Weil, Gotshal & Manges LLP
767 Fifth Avenue
New York, NY 10153
(212) 310-8000
Indicate by check mark whether the registrant is a large accelerated filer, an accelerated filer, a non-accelerated filer, or a smaller reporting company. See the definitions of large accelerated filer, accelerated filer and smaller reporting company in Rule 12b-2 of the Exchange Act. (Check one):
Large accelerated filer | ☑ | Accelerated filer | ☐ | |||
Non-accelerated filer | ☐ | Smaller reporting company | ☐ | |||
Emerging growth company | ☐ |
If an emerging growth company, indicate by check mark if the registrant has elected not to use the extended transition period for complying with any new or revised financial accounting standards provided pursuant to Section 7(a)(2)(B) of the Securities Act. ☐
DEREGISTRATION OF SECURITIES
These post-effective amendments (these Post-Effective Amendments) relate to the following Registration Statements of Syntel, Inc., a Michigan corporation (the Company), on Form S-8 (collectively, the Registration Statements):
1. | Registration Statement No. 333-49435, pertaining to the registration of 1,000,000 shares of Common Stock, no par value, under the 1997 Stock Option and Incentive Plan and the 1997 Employee Stock Purchase Plan, as previously filed with the Securities and Exchange Commission (the Commission) on April 3, 1998; |
2. | Registration Statement No. 333-136821, pertaining to the registration of 8,000,000 shares of Common Stock, no par value, under the Companys Amended and Restated Stock Option and Incentive Plan and Amended and Restated Employee Stock Purchase Plan, as previously filed with the Commission on August 22, 2006; and |
3. | Registration Statement No. 333-215131, pertaining to the registration of 16,000,000 shares of Common Stock, no par value, under the Companys 2016 Incentive Plan, as previously filed on December 15, 2016. |
The Company is filing these Post-Effective Amendments to remove from registration all securities previously registered under the Registration Statements that have not been sold or otherwise issued as of the date hereof.
On October 9, 2018, pursuant to the Agreement and Plan of Merger, dated as of July 20, 2018, among the Company, Atos S.E., a société européenne (European company) organized under the laws of France (Parent), and Green Merger Sub Inc., a Michigan corporation and an indirect wholly owned subsidiary of Parent (Merger Sub), Merger Sub merged with and into the Company, with the Company surviving as an indirect wholly owned subsidiary of Parent (the Merger).

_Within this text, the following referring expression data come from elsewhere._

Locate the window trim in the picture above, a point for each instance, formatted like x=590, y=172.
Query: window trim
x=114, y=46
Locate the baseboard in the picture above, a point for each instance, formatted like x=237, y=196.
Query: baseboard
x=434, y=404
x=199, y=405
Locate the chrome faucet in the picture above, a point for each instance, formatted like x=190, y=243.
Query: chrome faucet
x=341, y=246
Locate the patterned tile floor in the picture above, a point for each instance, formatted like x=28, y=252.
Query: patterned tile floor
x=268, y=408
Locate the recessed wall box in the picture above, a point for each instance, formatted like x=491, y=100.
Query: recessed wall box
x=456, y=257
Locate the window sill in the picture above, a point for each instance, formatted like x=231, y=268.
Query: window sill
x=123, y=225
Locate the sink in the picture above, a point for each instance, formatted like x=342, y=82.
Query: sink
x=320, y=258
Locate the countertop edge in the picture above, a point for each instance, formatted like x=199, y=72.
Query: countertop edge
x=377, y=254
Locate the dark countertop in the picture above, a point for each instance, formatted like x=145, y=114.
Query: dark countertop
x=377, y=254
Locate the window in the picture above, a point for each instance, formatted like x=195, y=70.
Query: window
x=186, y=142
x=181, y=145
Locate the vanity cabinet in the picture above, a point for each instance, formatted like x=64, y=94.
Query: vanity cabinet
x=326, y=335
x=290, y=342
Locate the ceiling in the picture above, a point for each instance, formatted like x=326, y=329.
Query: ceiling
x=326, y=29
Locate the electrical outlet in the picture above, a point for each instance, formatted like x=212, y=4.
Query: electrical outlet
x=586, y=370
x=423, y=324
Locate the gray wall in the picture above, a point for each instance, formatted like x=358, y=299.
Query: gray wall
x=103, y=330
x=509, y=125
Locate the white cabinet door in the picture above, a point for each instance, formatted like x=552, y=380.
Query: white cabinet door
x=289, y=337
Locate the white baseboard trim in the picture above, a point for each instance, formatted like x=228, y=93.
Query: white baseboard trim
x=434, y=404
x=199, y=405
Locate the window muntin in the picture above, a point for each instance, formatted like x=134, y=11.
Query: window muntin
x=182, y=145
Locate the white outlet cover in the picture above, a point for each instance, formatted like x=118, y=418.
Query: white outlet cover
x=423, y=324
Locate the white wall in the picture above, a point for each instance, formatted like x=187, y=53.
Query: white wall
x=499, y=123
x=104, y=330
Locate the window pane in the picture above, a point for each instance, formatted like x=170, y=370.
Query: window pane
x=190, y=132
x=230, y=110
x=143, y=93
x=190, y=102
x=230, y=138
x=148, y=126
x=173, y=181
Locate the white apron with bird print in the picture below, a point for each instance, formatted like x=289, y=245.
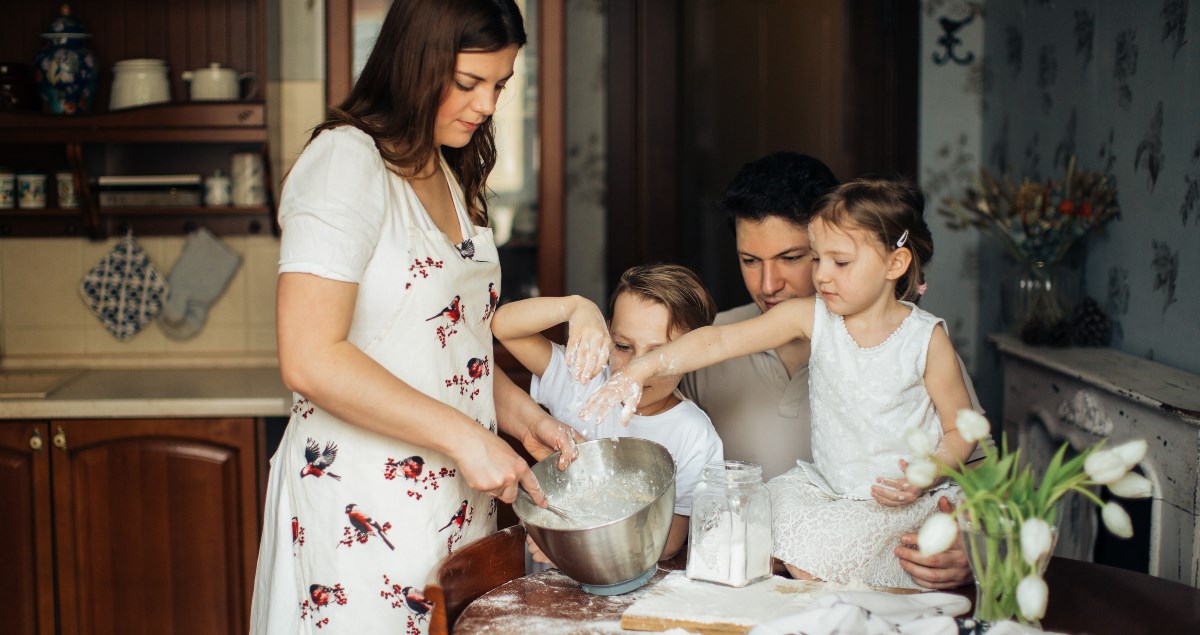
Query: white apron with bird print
x=354, y=520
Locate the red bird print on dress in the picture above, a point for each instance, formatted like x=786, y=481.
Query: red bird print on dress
x=366, y=525
x=493, y=299
x=459, y=516
x=319, y=460
x=417, y=603
x=411, y=467
x=454, y=312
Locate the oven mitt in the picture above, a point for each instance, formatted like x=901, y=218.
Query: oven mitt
x=124, y=289
x=199, y=276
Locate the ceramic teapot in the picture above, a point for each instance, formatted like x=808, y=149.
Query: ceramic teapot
x=216, y=83
x=138, y=83
x=65, y=71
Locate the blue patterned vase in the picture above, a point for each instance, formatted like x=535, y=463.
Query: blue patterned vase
x=65, y=71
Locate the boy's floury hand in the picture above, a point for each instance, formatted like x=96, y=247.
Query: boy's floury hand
x=588, y=342
x=619, y=389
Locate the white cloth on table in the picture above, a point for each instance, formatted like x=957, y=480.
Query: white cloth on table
x=863, y=402
x=683, y=430
x=865, y=612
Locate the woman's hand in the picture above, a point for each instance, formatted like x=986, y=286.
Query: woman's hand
x=490, y=466
x=588, y=341
x=547, y=436
x=619, y=389
x=895, y=492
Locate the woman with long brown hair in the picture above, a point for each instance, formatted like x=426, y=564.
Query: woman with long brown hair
x=388, y=281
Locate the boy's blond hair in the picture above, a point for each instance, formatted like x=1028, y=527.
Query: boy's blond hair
x=676, y=287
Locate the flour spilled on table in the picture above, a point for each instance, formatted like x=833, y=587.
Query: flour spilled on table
x=678, y=599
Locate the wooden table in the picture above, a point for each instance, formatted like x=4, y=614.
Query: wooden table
x=1084, y=598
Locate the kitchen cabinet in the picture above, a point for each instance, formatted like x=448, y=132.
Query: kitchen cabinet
x=129, y=526
x=179, y=137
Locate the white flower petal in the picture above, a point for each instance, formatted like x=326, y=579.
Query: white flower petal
x=1104, y=467
x=1032, y=595
x=1116, y=520
x=1131, y=453
x=918, y=442
x=1035, y=539
x=972, y=426
x=1132, y=485
x=937, y=534
x=921, y=473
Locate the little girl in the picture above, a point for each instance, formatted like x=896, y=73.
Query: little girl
x=880, y=369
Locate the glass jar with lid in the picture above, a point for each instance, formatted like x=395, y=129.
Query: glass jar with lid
x=730, y=539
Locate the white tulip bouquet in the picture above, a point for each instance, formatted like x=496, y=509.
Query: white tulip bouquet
x=1007, y=516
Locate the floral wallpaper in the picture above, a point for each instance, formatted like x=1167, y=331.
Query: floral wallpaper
x=1117, y=85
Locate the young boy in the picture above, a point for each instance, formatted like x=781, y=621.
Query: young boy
x=651, y=306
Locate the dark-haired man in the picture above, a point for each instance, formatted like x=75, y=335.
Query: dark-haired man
x=760, y=402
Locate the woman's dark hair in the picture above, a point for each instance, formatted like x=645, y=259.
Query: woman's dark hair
x=411, y=67
x=885, y=209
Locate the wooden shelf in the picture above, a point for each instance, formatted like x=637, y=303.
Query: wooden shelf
x=161, y=123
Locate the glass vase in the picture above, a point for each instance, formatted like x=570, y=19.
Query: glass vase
x=1038, y=303
x=993, y=543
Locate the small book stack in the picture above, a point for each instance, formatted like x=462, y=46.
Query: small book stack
x=150, y=191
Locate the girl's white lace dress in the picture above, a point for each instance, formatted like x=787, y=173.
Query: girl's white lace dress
x=863, y=401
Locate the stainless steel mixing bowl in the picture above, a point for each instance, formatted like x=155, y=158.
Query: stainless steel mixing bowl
x=607, y=552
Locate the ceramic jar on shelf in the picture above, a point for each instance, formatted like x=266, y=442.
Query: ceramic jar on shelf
x=65, y=71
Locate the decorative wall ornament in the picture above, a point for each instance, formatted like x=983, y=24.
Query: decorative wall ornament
x=1175, y=23
x=1125, y=66
x=1167, y=270
x=1013, y=46
x=949, y=41
x=1085, y=34
x=1117, y=303
x=1192, y=193
x=999, y=155
x=1066, y=148
x=1151, y=148
x=1107, y=154
x=1048, y=73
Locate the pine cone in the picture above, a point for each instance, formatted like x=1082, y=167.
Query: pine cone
x=1090, y=325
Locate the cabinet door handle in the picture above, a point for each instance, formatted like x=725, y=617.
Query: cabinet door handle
x=60, y=439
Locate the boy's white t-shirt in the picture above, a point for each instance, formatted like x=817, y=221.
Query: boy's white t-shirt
x=684, y=430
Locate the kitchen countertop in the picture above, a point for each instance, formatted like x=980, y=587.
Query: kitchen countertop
x=154, y=393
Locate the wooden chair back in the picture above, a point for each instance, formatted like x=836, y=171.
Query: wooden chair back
x=471, y=571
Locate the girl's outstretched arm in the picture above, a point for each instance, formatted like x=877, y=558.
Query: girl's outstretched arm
x=519, y=327
x=943, y=379
x=791, y=319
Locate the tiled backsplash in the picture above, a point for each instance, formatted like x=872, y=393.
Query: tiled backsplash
x=43, y=317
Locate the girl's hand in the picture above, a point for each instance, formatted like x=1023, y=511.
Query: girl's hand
x=535, y=552
x=588, y=342
x=895, y=492
x=619, y=388
x=549, y=436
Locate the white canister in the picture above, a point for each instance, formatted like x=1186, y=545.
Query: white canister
x=217, y=83
x=65, y=190
x=249, y=186
x=31, y=191
x=138, y=83
x=217, y=190
x=7, y=190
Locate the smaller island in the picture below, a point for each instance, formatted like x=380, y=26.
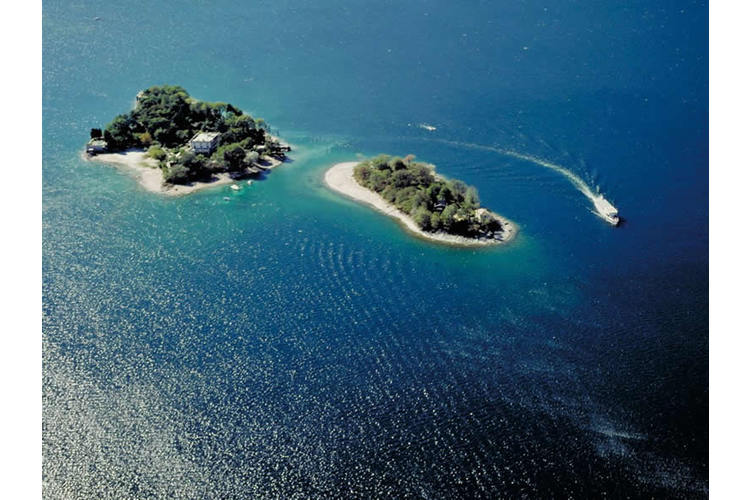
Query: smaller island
x=177, y=144
x=429, y=205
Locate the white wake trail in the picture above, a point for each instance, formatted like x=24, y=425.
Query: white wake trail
x=603, y=208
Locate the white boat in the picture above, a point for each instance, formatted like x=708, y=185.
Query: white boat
x=606, y=210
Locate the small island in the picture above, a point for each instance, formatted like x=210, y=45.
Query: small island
x=178, y=144
x=429, y=205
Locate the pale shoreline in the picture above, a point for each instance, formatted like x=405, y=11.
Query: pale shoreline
x=340, y=178
x=149, y=176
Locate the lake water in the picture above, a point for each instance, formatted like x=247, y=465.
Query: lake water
x=290, y=343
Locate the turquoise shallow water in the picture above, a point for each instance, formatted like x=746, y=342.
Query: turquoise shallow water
x=289, y=343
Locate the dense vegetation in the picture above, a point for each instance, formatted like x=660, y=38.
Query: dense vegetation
x=165, y=118
x=435, y=203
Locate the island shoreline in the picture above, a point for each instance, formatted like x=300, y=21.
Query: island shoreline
x=149, y=176
x=340, y=178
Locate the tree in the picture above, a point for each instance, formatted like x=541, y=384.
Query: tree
x=145, y=139
x=176, y=174
x=156, y=153
x=423, y=219
x=118, y=134
x=234, y=157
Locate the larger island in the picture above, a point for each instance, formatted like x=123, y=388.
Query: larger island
x=177, y=144
x=429, y=205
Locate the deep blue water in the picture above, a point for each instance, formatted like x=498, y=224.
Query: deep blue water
x=290, y=343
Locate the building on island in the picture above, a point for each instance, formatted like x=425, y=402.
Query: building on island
x=204, y=142
x=95, y=146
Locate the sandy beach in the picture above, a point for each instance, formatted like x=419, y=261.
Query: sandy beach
x=146, y=171
x=340, y=178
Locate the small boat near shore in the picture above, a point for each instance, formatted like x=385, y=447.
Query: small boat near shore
x=606, y=210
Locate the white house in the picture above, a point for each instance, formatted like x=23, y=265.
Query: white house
x=205, y=142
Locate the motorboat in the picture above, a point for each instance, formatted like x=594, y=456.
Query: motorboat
x=606, y=210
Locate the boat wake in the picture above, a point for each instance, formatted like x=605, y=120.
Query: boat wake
x=602, y=207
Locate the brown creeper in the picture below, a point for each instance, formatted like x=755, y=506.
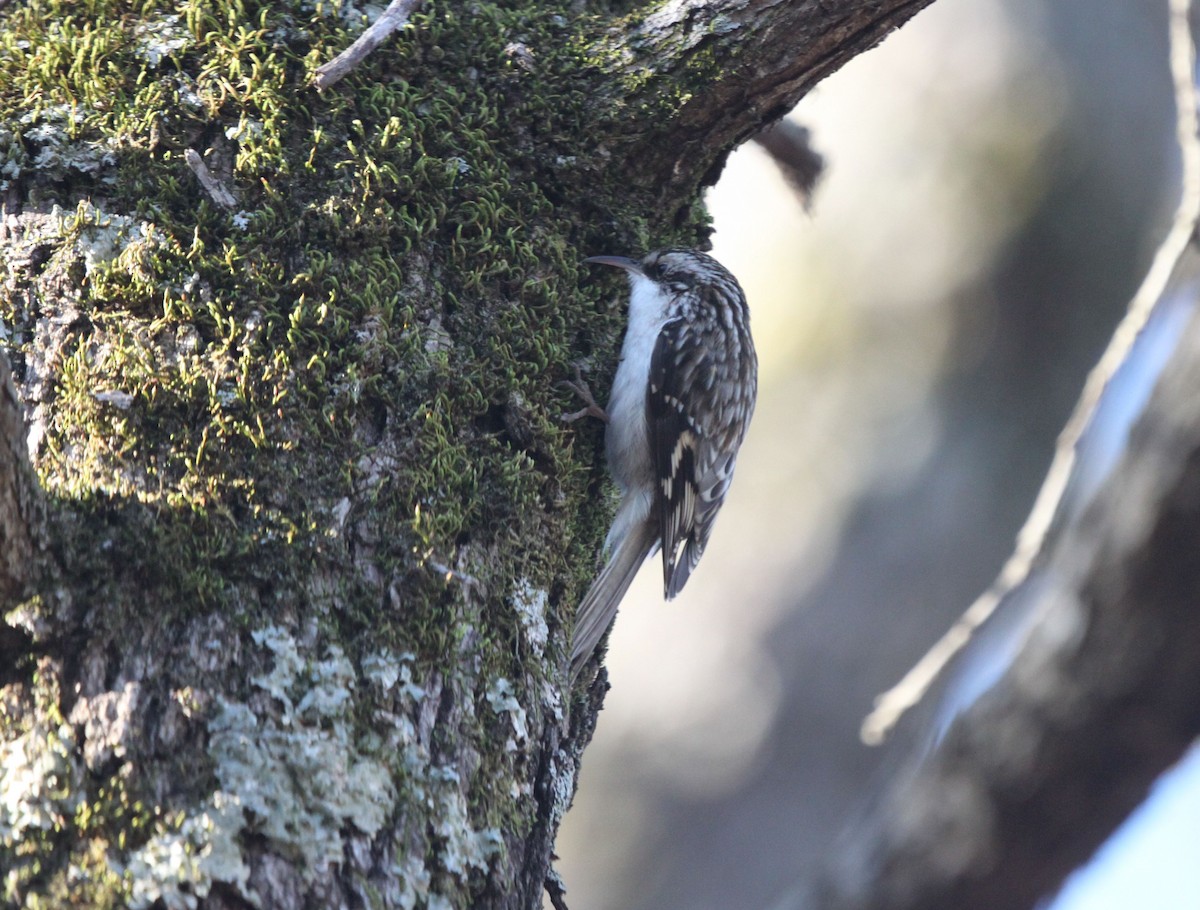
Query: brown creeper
x=681, y=402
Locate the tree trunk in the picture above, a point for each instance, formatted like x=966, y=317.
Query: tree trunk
x=289, y=573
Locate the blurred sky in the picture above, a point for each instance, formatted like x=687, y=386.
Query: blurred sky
x=1000, y=172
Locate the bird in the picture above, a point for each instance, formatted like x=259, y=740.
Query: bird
x=681, y=403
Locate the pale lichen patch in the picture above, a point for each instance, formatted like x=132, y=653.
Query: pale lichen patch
x=531, y=604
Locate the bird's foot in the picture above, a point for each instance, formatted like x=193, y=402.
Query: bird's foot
x=581, y=388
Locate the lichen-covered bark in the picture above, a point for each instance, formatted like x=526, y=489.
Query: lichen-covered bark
x=313, y=530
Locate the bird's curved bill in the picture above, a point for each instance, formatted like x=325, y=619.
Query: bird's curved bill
x=621, y=262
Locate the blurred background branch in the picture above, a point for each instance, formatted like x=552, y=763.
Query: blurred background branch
x=1000, y=174
x=1063, y=491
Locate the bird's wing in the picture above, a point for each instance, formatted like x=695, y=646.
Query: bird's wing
x=681, y=375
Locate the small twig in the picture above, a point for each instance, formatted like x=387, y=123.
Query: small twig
x=789, y=145
x=217, y=191
x=394, y=17
x=1031, y=542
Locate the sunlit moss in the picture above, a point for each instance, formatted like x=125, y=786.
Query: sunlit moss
x=379, y=322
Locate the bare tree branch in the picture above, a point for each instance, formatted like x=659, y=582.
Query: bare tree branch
x=1103, y=698
x=1049, y=510
x=720, y=72
x=390, y=19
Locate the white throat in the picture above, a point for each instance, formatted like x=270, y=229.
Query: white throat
x=627, y=438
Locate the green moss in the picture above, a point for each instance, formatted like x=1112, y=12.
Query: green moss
x=381, y=321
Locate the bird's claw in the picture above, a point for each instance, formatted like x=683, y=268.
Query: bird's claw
x=581, y=388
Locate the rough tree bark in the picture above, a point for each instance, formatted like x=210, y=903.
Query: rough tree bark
x=286, y=612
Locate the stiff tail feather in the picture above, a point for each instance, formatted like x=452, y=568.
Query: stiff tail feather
x=599, y=606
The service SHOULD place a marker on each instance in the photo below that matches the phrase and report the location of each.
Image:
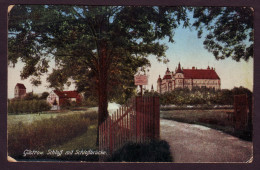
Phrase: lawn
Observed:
(215, 119)
(53, 131)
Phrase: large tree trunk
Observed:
(102, 89)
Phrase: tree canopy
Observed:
(229, 31)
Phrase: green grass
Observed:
(215, 119)
(84, 141)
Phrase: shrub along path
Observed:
(195, 143)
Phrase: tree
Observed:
(229, 31)
(99, 43)
(44, 95)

As a result of the Merger, all offers and sales of the Companys securities pursuant to the Registration Statements have been terminated.
In accordance with undertakings made by the Company in the Registration Statements to remove from registration, by means of a post-effective amendment, any of the securities that were registered under the Registration Statements for issuance that remain unsold at the termination of the offering, the Company hereby removes from registration all of such securities of the Company registered but unsold under the Registration Statements as of the date hereof. The Registration Statements are hereby amended, as appropriate, to reflect the deregistration of such securities.
SIGNATURES
Pursuant to the requirements of the Securities Act of 1933, as amended, the registrant certifies that it has reasonable grounds to believe that it meets all of the requirements for filing on Form S-8 and has duly caused these Post-Effective Amendments to the Registration Statements to be signed on its behalf by the undersigned, thereunto duly authorized, in the City of Troy, in the State of Michigan, on October 9, 2018.
SYNTEL, INC. | ||
By: | /s/ Daniel Moore | |
Daniel Moore Senior Vice President, General Counsel and Secretary |
No other person is required to sign these Post-Effective Amendments to the Registration Statements in reliance upon Rule 478 under the Securities Act of 1933, as amended.